Fay B Bolton, Author

Tips on How to Write Fiction for Publication
How to Describe Your POV Character in Deep Point of View

How to Describe Your POV Character in Deep Point of View

What You Can—and Can’t—Reveal About Your Character’s Appearance in Deep POV

When writing in Deep Point of View (POV), you’re not just telling a story about a character—you’re immersing the reader inside that character’s mind. That means everything on the page must come through the character’s perception: their thoughts, feelings, physical sensations, and limited awareness.

One of the biggest challenges new writers face with Deep POV is figuring out how to describe the POV character’s appearance. Spoiler: you usually don’t. At least, not directly.

Why You Can’t Describe the POV Character Like an Observer

Deep POV removes the narrative distance. It doesn’t allow for descriptions that come from an outside narrator. Consider this sentence:

Mary was a slender girl of athletic build, with an untied mane of auburn hair, green eyes, a pale complexion, and a scattering of freckles on her nose and cheeks.

This works in omniscient or third-person limited, but not in Deep POV. Mary isn’t standing in front of a mirror itemizing her traits for the reader. If you write like this in Deep POV, the illusion breaks. The reader is kicked out of Mary’s experience.

But Doesn’t the Reader Need to Know What Mary Looks Like?

Not necessarily.

Unless Mary’s physical traits are important to the plot or her identity, the reader doesn’t need a checklist of her features. Readers care more about how Mary thinks, feels, and reacts than whether her eyes are blue or green.

However, there are exceptions. If Mary’s appearance is relevant—say she’s trying to become a model but doesn’t meet the height requirement, or society shuns her for a visible scar—then readers need to know those details. But even then, you must show it naturally through Mary’s internal experience or others’ reactions.

When and How to Include Physical Details

If the character’s appearance affects the plot, establish it early. But do so using deep POV techniques:

Involve the character’s looks in the action

Instead of telling the reader Mary is tall, show her interacting with the world in a way that reveals it:

  • Mary ducked through the doorway.
  • She reached on tiptoe to pull the pan from the top shelf.

Readers will infer her height through context.

Slip in traits through natural behavior

  • Mary pulled on her coat, tied her long mane into a ponytail, and raced down the stairs.
    Here, we learn about her hair naturally as part of an action sequence.

Let others react to her appearance

  • The sailors stared as if they’d never seen a woman with violet hair before.
  • When she pulled off her veil, John’s face fell.
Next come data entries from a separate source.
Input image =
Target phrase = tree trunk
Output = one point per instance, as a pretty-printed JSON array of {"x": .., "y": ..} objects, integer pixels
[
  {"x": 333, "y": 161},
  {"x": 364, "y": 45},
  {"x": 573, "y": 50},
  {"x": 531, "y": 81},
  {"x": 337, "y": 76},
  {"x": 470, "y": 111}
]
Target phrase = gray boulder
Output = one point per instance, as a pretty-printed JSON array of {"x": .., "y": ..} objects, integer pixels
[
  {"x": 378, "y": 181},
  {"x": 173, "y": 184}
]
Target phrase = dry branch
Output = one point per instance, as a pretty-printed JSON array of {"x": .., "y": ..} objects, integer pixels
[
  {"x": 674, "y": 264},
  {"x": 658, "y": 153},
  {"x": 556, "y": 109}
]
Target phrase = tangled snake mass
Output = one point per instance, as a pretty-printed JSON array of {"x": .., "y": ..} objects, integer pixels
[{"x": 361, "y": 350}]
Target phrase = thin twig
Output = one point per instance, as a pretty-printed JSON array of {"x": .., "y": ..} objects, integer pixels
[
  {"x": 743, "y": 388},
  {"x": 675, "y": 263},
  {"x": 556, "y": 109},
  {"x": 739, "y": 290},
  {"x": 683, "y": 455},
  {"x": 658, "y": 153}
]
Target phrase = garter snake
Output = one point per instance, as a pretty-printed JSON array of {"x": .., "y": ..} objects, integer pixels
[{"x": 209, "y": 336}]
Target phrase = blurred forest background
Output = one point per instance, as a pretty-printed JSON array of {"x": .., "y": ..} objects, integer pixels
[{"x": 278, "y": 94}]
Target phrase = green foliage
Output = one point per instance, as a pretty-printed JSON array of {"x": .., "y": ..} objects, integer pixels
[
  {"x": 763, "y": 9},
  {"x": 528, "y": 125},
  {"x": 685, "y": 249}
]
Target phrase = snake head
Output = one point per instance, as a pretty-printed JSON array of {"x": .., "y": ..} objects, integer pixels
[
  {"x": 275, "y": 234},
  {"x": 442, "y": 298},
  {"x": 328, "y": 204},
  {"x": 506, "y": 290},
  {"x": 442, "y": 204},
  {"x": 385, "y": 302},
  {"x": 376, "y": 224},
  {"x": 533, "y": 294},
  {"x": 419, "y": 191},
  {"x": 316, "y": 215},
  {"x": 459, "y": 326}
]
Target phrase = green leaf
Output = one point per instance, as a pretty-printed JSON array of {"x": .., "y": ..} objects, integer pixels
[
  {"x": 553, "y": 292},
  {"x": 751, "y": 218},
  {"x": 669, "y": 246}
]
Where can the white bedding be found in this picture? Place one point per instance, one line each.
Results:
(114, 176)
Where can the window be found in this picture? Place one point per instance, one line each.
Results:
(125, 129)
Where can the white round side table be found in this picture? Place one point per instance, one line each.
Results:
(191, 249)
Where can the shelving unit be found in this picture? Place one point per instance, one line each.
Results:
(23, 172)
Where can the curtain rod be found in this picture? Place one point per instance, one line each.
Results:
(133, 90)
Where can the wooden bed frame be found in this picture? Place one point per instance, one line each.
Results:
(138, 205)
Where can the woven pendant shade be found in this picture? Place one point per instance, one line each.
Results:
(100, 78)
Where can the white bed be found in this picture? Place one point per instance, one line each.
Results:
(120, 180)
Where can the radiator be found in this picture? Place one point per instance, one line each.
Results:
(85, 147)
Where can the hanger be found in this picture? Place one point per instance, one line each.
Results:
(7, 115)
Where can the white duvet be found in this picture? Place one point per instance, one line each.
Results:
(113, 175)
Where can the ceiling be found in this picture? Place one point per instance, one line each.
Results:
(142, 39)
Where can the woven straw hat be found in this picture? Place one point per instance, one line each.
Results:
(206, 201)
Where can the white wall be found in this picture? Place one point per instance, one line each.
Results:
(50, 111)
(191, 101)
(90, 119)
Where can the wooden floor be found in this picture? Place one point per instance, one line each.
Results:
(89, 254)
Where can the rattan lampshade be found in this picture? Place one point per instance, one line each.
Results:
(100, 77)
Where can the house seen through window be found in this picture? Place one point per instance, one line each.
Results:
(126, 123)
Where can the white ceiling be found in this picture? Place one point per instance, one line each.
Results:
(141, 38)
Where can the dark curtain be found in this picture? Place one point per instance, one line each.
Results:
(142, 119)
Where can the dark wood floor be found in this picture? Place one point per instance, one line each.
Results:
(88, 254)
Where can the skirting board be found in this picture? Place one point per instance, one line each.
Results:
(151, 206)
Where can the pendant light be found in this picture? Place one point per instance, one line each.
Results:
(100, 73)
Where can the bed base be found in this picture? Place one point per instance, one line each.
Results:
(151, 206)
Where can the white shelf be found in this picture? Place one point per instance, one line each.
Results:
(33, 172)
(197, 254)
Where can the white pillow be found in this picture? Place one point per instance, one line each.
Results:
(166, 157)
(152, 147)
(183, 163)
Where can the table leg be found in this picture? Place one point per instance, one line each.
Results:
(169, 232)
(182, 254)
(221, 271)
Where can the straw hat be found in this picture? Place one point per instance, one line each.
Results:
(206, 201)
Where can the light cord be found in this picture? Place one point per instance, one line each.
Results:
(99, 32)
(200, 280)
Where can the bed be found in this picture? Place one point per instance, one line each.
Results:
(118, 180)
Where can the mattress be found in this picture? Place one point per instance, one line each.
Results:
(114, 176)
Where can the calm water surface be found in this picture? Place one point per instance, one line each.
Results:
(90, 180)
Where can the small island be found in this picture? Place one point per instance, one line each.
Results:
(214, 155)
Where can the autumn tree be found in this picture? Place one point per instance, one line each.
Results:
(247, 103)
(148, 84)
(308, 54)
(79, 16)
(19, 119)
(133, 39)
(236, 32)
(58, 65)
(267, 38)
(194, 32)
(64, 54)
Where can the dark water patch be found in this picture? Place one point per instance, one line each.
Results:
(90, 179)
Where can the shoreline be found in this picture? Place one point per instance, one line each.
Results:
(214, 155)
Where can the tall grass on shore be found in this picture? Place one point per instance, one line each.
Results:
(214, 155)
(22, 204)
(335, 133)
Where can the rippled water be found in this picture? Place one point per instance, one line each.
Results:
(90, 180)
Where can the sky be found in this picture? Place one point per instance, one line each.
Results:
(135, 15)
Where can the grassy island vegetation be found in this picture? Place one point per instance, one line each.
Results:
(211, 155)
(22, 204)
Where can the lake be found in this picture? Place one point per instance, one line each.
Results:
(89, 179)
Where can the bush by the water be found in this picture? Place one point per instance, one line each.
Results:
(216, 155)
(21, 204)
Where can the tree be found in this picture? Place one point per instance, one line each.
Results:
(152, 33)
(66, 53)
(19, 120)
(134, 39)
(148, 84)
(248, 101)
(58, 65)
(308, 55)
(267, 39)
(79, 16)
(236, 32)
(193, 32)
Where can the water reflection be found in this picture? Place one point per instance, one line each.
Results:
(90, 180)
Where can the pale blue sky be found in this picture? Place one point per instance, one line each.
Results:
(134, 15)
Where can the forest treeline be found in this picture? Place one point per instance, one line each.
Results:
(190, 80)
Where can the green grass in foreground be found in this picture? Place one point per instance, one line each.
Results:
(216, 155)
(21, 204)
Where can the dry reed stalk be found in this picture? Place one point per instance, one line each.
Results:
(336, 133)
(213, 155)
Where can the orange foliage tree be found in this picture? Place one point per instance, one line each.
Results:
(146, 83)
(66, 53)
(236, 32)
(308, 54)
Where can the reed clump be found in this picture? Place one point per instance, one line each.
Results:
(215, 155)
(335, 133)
He turned away.

These reactions clue the reader in—without stepping outside Mary’s POV.

Let the character reflect (when motivated)

If Mary is self-conscious, vain, or caught in an emotional moment, she might notice her looks:

  • She passed a group of handsome boys and immediately wished she’d brushed her hair. Her green jacket would’ve at least made her eyes look less washed-out.
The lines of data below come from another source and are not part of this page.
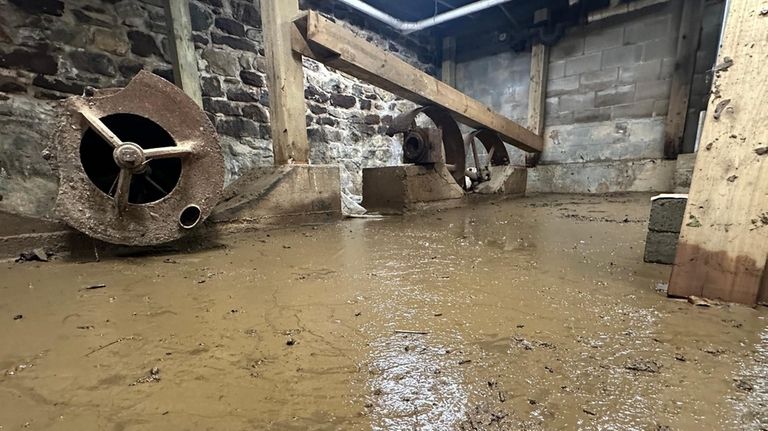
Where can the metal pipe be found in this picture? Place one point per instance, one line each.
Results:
(406, 27)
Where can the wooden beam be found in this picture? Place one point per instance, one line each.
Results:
(339, 48)
(537, 91)
(723, 246)
(285, 79)
(448, 71)
(183, 56)
(691, 14)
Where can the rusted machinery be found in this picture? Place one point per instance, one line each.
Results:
(444, 145)
(137, 166)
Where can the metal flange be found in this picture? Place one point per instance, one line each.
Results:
(137, 166)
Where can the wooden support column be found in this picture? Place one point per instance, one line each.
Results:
(285, 80)
(690, 13)
(183, 56)
(537, 93)
(723, 245)
(449, 61)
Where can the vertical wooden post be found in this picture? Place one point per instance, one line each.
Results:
(723, 246)
(285, 80)
(183, 56)
(537, 92)
(449, 61)
(690, 13)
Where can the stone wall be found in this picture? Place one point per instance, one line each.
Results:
(50, 49)
(607, 94)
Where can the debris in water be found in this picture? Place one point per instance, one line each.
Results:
(701, 302)
(743, 385)
(720, 108)
(153, 376)
(645, 366)
(727, 63)
(38, 254)
(405, 331)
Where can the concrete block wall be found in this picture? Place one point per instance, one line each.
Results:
(606, 102)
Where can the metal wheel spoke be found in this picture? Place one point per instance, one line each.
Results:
(166, 152)
(101, 129)
(154, 184)
(123, 190)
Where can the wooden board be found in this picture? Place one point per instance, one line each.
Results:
(339, 48)
(538, 88)
(183, 56)
(690, 14)
(723, 245)
(448, 69)
(285, 80)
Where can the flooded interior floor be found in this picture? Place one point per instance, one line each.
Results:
(527, 314)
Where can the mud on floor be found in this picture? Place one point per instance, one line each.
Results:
(529, 314)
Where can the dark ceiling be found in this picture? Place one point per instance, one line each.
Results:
(506, 26)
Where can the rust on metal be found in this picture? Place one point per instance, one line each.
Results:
(452, 140)
(137, 166)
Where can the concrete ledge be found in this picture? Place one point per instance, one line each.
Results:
(651, 175)
(272, 195)
(401, 189)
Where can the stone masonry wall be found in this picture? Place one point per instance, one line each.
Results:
(50, 49)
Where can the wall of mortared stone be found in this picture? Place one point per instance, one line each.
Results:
(51, 49)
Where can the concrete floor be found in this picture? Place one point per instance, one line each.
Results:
(529, 314)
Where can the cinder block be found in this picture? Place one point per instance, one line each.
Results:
(560, 86)
(598, 80)
(660, 48)
(667, 213)
(640, 72)
(574, 102)
(660, 108)
(556, 69)
(643, 109)
(585, 63)
(603, 39)
(567, 47)
(653, 90)
(661, 247)
(615, 96)
(591, 115)
(622, 56)
(648, 29)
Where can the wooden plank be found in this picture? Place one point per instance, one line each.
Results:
(723, 245)
(538, 88)
(341, 49)
(691, 14)
(183, 56)
(285, 79)
(448, 71)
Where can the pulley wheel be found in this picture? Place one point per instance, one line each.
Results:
(137, 166)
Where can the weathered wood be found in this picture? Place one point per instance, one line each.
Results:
(691, 13)
(339, 48)
(183, 56)
(538, 88)
(285, 79)
(723, 245)
(448, 71)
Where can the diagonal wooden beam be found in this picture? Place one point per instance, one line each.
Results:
(319, 38)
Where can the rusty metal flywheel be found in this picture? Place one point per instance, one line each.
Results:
(137, 166)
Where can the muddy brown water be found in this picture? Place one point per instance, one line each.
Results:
(528, 314)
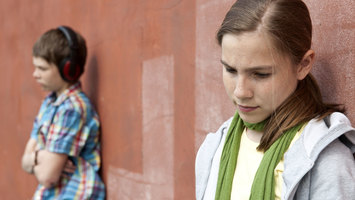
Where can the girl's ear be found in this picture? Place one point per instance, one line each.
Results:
(305, 65)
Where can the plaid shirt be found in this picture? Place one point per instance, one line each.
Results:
(69, 125)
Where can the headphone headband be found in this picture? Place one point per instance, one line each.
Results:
(69, 68)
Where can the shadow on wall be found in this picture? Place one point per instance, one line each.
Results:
(93, 80)
(326, 79)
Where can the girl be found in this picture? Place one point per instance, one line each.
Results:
(283, 142)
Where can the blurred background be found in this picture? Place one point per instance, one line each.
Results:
(153, 73)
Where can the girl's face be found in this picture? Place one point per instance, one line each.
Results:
(256, 78)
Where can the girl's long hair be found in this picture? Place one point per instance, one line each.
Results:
(288, 25)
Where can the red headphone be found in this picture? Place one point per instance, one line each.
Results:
(69, 68)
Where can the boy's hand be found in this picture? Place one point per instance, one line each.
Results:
(69, 167)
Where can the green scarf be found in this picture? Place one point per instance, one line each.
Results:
(263, 187)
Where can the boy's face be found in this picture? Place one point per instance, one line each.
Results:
(47, 75)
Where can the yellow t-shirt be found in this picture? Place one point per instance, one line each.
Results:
(247, 164)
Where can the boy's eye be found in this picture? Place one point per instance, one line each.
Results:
(261, 75)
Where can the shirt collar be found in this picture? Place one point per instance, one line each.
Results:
(59, 100)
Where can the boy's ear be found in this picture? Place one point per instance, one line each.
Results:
(305, 65)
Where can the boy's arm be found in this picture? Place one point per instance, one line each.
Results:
(28, 156)
(49, 167)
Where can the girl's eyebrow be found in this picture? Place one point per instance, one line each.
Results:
(255, 68)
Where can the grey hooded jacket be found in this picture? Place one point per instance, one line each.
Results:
(318, 166)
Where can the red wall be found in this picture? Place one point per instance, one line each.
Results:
(153, 74)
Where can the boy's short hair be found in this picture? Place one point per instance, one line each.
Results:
(53, 46)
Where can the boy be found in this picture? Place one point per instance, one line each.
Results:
(63, 151)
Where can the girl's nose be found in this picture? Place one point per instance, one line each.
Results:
(243, 89)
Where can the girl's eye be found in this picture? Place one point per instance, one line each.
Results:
(42, 68)
(230, 70)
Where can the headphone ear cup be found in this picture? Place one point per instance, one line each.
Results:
(69, 70)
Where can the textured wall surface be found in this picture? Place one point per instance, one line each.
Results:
(154, 75)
Internal commentary works when it’s emotionally driven, not observational.

Body Language in Deep POV

Don’t describe body language your character can’t see

Avoid external cues the character isn’t consciously aware of:

  • Mary’s face paled.
  • Her eyes glistened with tears.
  • Her cheeks flushed.

These are visual observations someone else might make. In deep POV, Mary can’t see herself flush—but she can feel it:

Describe physical sensations

  • Heat crept up Mary’s neck.
  • Her throat tightened.
  • Tears burned at the corners of her eyes.
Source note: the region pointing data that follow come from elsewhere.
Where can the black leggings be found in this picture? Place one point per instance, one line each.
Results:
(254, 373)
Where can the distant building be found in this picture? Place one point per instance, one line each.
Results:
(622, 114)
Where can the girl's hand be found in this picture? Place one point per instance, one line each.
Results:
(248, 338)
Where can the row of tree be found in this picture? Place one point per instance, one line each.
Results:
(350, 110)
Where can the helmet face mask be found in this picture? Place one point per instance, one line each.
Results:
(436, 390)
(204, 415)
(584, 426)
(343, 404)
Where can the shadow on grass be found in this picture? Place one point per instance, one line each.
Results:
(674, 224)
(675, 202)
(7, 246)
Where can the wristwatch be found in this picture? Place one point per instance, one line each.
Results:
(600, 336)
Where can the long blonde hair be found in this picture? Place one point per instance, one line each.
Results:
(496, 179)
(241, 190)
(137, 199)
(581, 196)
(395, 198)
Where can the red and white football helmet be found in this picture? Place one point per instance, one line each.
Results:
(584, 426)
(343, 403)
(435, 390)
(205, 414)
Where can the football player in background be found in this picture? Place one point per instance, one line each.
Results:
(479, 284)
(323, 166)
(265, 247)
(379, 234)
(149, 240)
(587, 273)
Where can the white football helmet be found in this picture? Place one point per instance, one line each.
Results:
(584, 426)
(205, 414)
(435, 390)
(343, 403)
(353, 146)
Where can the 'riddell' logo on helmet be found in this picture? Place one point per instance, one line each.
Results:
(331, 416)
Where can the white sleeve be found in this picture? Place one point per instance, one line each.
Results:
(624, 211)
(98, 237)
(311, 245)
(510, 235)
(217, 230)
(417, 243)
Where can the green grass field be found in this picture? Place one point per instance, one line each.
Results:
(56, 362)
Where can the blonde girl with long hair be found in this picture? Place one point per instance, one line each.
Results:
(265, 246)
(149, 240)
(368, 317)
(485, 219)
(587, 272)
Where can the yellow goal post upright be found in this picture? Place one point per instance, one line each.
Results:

These keep the narrative grounded in Mary’s experience.

A Note on Subtlety and Awareness

Characters aren’t always aware of their own body language, especially in intense situations. For example:

She perched stiffly on the stone bench, hands covering a pale, trembling face.

Sounds deep? Actually, it’s not. Mary likely isn’t consciously thinking about how she’s sitting or how her face looks while she’s watching her lover fight to the death.

Instead, you could write:

The stone bench dug into her thighs, but she barely noticed. Her knees bounced. Her hands clutched her face, as if she could press the fear back inside. Not here. Not now. Just breathe.

This version shows us what she feels and thinks—without pulling the reader out of her head.

Final thoughts…

  • Only describe your POV character’s appearance when it matters, and only from their perspective.
  • Use physical actions, natural thoughts, and other characters’ reactions to imply looks.
  • Avoid describing anything the POV character wouldn’t notice in the moment.
  • Embrace subtlety—less is more in deep POV.